There were some reports that Jack Ma, the man behind China’s e-commerce behemoth Alibaba had gone missing because he was not seen in public for at least two months. Wednesday Jack Ma just made his first public appearance in months as his tech empire continues to face scrutiny from Chinese regulators. He was last seen in public, Oct. 24, when he gave a speech in Shanghai at the Bund Summit, a gathering billed as a “an open, pragmatic and internationally influential financial high-end communication platform.”
He obliquely chided Chinese regulators for stifling innovation, and said that Chinese banks suffered from a “pawnshop mentality” given that banks, like the informal lenders of yore, still relied on a system of “pledges and collateral.” This wasn’t all bad, Ma granted. “In the old days,” he pointed out, “a pawnshop was an advanced idea. Had it not been for innovations such as pledges and collateral, there would be no financial institutions today, and the Chinese economy would not have developed over the past 40 years to such a point now.”
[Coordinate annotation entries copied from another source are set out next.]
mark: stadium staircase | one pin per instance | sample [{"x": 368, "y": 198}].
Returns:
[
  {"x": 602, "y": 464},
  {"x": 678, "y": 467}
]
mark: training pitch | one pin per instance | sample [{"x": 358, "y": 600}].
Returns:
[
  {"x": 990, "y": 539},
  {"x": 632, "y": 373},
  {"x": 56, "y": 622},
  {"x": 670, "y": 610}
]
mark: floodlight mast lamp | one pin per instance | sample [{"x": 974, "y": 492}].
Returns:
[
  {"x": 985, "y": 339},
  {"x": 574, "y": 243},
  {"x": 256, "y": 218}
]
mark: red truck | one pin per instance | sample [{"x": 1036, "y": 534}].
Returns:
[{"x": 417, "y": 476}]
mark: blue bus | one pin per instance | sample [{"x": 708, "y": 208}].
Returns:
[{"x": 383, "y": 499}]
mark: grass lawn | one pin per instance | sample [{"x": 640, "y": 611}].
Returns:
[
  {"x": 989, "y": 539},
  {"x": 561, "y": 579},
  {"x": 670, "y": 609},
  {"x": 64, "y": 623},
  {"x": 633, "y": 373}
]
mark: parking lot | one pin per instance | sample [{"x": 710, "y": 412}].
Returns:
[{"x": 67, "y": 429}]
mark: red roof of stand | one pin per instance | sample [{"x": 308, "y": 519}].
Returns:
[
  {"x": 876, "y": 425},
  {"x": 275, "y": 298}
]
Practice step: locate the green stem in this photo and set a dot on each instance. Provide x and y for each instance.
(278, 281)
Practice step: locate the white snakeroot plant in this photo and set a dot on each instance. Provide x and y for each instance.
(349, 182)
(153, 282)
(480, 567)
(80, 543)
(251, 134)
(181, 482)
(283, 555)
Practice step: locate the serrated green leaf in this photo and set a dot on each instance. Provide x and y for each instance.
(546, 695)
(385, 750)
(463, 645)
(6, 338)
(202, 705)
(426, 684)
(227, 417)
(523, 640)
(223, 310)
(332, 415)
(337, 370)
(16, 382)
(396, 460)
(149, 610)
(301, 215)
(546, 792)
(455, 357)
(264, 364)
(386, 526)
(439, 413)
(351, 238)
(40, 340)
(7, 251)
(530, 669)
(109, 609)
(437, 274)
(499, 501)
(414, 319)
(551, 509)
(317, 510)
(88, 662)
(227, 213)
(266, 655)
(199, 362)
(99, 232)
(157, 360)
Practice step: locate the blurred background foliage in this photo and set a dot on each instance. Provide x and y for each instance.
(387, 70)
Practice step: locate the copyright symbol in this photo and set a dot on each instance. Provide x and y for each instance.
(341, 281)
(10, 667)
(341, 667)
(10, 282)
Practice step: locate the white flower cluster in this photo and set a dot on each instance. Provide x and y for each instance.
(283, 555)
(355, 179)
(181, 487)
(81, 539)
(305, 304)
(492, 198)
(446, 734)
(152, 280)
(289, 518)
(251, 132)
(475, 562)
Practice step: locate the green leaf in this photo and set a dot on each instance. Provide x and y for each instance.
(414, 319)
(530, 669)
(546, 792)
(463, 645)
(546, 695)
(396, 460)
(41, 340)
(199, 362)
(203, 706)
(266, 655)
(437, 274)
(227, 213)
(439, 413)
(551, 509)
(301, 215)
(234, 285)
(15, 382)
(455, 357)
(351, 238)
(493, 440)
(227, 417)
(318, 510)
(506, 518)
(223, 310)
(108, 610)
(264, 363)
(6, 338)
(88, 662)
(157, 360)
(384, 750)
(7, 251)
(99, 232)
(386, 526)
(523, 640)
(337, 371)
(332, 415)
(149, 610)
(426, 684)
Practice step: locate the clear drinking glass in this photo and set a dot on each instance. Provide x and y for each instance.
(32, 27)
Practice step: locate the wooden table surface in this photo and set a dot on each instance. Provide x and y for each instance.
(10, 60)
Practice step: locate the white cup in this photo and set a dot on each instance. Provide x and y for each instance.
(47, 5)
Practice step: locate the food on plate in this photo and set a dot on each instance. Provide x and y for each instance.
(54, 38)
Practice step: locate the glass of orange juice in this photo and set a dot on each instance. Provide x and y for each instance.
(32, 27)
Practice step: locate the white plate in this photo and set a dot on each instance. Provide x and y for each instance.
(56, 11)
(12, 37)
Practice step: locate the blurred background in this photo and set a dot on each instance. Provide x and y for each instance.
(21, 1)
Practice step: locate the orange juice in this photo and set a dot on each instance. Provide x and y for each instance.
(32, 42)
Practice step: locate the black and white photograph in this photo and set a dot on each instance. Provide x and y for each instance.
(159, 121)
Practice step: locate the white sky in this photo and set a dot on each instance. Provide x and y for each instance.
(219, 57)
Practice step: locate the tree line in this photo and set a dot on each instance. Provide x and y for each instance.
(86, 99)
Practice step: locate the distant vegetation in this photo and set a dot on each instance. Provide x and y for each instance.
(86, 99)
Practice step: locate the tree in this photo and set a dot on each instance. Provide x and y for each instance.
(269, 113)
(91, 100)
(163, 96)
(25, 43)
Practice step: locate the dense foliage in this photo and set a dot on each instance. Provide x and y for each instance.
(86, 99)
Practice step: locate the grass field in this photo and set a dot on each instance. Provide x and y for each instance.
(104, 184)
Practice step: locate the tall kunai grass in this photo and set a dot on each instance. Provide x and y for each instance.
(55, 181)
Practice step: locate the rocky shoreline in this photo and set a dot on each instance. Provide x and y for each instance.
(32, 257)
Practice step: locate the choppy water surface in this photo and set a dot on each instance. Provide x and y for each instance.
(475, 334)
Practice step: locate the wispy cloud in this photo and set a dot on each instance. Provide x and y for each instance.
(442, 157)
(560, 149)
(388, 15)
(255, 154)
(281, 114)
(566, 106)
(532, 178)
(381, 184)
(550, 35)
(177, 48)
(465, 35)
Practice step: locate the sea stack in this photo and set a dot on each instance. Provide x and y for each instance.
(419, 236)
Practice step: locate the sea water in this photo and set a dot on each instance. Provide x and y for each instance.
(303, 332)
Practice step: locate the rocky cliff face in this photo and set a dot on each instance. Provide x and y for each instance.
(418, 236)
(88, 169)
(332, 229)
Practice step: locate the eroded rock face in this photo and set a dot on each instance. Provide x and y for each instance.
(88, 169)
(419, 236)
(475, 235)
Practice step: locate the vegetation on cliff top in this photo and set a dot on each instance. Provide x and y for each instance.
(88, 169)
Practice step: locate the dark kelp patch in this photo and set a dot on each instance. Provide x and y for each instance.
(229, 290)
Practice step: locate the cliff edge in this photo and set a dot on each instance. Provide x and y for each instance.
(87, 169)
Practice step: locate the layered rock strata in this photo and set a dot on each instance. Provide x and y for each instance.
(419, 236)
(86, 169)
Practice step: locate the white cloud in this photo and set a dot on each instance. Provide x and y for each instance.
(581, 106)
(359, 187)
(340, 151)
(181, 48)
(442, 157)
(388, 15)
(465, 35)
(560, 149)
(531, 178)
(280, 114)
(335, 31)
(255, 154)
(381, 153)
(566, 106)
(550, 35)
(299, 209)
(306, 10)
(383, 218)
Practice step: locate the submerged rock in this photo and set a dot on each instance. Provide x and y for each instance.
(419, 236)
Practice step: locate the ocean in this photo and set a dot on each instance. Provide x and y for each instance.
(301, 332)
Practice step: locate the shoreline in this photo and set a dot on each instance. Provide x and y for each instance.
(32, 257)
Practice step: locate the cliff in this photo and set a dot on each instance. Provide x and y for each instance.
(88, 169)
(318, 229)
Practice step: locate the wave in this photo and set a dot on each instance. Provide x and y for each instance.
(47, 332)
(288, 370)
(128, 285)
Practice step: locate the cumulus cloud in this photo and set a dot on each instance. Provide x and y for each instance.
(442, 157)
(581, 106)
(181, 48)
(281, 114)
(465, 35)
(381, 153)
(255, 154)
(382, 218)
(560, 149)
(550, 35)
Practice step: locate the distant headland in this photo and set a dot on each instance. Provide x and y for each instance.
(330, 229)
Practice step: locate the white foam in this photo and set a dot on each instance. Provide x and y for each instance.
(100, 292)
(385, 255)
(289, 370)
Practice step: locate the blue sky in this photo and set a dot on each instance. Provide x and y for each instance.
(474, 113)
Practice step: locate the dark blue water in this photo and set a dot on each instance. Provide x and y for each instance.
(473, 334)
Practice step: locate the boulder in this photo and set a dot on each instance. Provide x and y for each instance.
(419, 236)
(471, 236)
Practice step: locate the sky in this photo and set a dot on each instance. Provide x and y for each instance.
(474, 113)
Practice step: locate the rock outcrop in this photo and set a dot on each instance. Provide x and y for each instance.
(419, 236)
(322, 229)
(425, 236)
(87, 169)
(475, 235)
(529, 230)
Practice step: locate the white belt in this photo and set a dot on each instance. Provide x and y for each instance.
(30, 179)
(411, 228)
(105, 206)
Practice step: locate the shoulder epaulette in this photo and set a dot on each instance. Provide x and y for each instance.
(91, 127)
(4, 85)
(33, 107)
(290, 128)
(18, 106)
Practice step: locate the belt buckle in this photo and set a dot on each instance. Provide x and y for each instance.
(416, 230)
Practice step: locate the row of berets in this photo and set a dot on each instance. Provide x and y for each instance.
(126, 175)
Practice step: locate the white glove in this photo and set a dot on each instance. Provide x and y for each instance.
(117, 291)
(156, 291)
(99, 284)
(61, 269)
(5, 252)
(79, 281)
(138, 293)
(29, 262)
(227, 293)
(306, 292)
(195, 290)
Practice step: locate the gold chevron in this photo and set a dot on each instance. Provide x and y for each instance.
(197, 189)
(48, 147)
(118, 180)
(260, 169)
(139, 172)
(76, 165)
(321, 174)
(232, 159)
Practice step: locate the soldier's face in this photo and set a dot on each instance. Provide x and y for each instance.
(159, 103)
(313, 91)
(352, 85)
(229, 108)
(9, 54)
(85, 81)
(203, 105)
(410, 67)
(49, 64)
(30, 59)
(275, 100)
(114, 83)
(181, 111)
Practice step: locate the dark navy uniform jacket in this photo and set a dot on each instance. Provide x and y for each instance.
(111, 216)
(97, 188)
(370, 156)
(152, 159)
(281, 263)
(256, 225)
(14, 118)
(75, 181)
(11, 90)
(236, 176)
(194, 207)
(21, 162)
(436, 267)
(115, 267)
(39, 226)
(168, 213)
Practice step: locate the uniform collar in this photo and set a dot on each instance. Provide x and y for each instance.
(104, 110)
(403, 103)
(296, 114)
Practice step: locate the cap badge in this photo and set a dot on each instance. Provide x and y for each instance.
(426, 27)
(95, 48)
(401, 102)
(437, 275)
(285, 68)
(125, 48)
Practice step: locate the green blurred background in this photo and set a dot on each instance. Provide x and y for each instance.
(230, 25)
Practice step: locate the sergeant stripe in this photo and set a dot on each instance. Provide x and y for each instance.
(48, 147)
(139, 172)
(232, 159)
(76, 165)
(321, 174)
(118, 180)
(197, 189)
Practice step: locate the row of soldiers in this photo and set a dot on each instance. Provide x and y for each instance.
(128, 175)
But the listening cadres were infuriated. On Nov. 2, Ma was summoned by Chinese authorities for questioning. The next day, the $37 billion IPO of Alibaba’s fintech arm Ant Financial—touted as a record-breaking offering—was nixed by China’s securities watchdog despite it earlier having received a green light. By late December, regulators had instructed Ant Group to restructure its operations to adhere to new anti-monopoly rules, shaving billions off its valuation.
The billionaire co-founder of Alibaba resurfaced Wednesday, in a video published by Chinese state media, after having laid low for at least two months. He was shown speaking to teachers in rural China as part of a philanthropic event. The video was published online by Tianmu News, a subsidiary of the Zhejiang government’s official newspaper. Zhejiang province is home to Hangzhou, the city where Alibaba is based.
Ma had not made a public appearance or social media post since late October, just over a week before Alibaba’s financial affiliate Ant Group was scheduled to list on the Shanghai and Hong Kong stock exchanges. The IPO was blocked at the last minute by Chinese regulators, and his companies have since been targeted as part of an escalating crackdown on tech by Beijing.
Alibaba’s Hong Kong-listed shares surged more than 9% on Wednesday after the video was published. The gains put the stock on pace for its best day since last July, helping to erase some of the losses that have piled up since Ant Group’s IPO was pulled. The stock also powered a broader rally in Chinese tech stocks that trade in Hong Kong.
Reached for comment Wednesday, Alibaba referred to a statement released by the Jack Ma Foundation, his philanthropic organization. The foundation said that Ma participated in an online award ceremony Wednesday for teachers called the Rural Teacher Initiative, which it created.
Ma, a former English teacher, has made education a priority for his foundation, which he has devoted more time to since retiring from Alibaba in 2019. In the video, which Tianmu News said was filmed Wednesday morning, Ma is shown telling teachers that the traditional in-person celebration for the teaching initiative had been canceled because of Covid-19.“We’ll meet again after the epidemic is over,” Ma said in the video.
It also showed footage of Ma that it said was taken during a visit to an elementary school in Hangzhou earlier this month. Ma’s whereabouts have been the subject of intense speculation in recent weeks. As Ant Group was preparing for the world’s largest initial public offering last fall, Ma accused authorities of stifling innovation and blasted the country’s banks for having a “pawn shop” mentality. Within days, regulators summoned Ma and Ant executives to a meeting and then shelved the IPO altogether.
The event in Shanghai where Ma made those remarks was the last time he was seen in public before Wednesday — a notable absence for a man who typically has no issue with the spotlight. Alibaba is China’s most famous tech company but it faces a host of challenges that risk fundamentally changing it forever. Chinese authorities are investigating the company on antitrust grounds, while also pushing its sprawling financial affiliate, Ant Group, to overhaul its business.